In this tutorial, create Hadoop Cluster metadata automatically by connecting to the Cloudera Manager.
This tutorial uses Talend Data Fabric Studio version 6 and a Hadoop cluster: Cloudera CDH version 5.4.
1. Create a new Hadoop cluster metadata definition
- Ensure that the Integration perspective is selected.
- In the Project Repository, expand Metadata, right-click Hadoop Cluster, and click Create Hadoop Cluster to open the wizard.
- In the Name field of the Hadoop Cluster Connection wizard, type MyHadoopCluster. In the Purpose field, type Cluster connection metadata, and in the Description field, type Metadata to connect to a Cloudera CDH 5.4 cluster, and click Next.
The Hadoop Configuration Import wizard opens.
2. Select the automatic configuration method
- In the Distribution list of the Hadoop Configuration Import wizard, select Cloudera, and in the Version list, select 4(YARN mode).
There are different ways to create Hadoop cluster metadata:
– Automatic configuration by retrieving the configuration from Ambari or from Cloudera Manager
– Automatic configuration by importing the configuration from the Hadoop configuration files
– Manual configuration
- To select the automatic configuration method, in the Option panel, select Retrieve configuration from Ambari or Cloudera, and click Next.
3. Connect to the Cloudera Manager
The Cloudera Manager is an end-to-end application for managing Cloudera CDH clusters. To retrieve the connection information and create the corresponding metadata, you will connect to the Cloudera Manager.
- To connect to the Cloudera Manager, enter the Cloudera Manager credentials. In the Manager URI (with port) box, type http://clusterCDH54:7180. In the Username and Password boxes, type admin and click Connect.
The cluster named Cluster 1 appears in the Discovered clusters list.
- To retrieve the discovered cluster configuration, click Fetch.
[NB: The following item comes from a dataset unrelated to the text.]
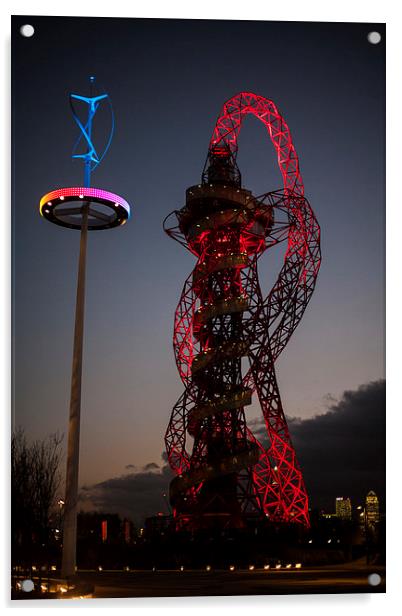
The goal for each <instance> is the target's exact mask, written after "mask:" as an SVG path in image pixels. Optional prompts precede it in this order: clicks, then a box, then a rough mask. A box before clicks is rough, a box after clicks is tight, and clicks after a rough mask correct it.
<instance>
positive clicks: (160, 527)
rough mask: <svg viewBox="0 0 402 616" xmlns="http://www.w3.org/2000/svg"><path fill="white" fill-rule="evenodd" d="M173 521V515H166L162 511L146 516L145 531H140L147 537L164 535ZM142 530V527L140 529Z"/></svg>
mask: <svg viewBox="0 0 402 616" xmlns="http://www.w3.org/2000/svg"><path fill="white" fill-rule="evenodd" d="M171 523H172V516H171V515H165V514H164V513H162V512H159V513H158V514H157V515H154V516H151V517H149V518H146V520H145V524H144V527H145V528H144V529H142V530H143V532H142V533H141V532H140V535H143V534H144V533H145V535H146V536H147V537H151V536H155V535H164V534H165V532H166V531H167V530H168V528H169V526H170V525H171ZM140 531H141V529H140Z"/></svg>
The wizard detects configuration files and lists the corresponding services. In this tutorial, we will keep the default configuration and create metadata definitions for YARN, HDFS, Hive and HBase. The definition for Spark is not available.
- To import the configuration to the Hadoop cluster metadata created, click Finish.
4. Create metadata corresponding to the listed services except Spark
- In the authentication panel of the Hadoop Cluster Connection wizard, type the username as student, and click Check Services. The Checking Hadoop Services window opens. The Namenode and Resource Manager status is 100%.
- Close the Checking Hadoop Services window. To close the Hadoop Cluster Connection wizard and create the metadata, click Finish.
5. Inspect the metadata created in the Repository
- In the Repository, expand Hadoop Cluster.
The metadata definitions are now available.
- Expand the main definition named MyHadoopCluster, which corresponds to the YARN service. Expand HBase, HDFS, and Hive.
The metadata definitions are now ready to be used in a Talend Job.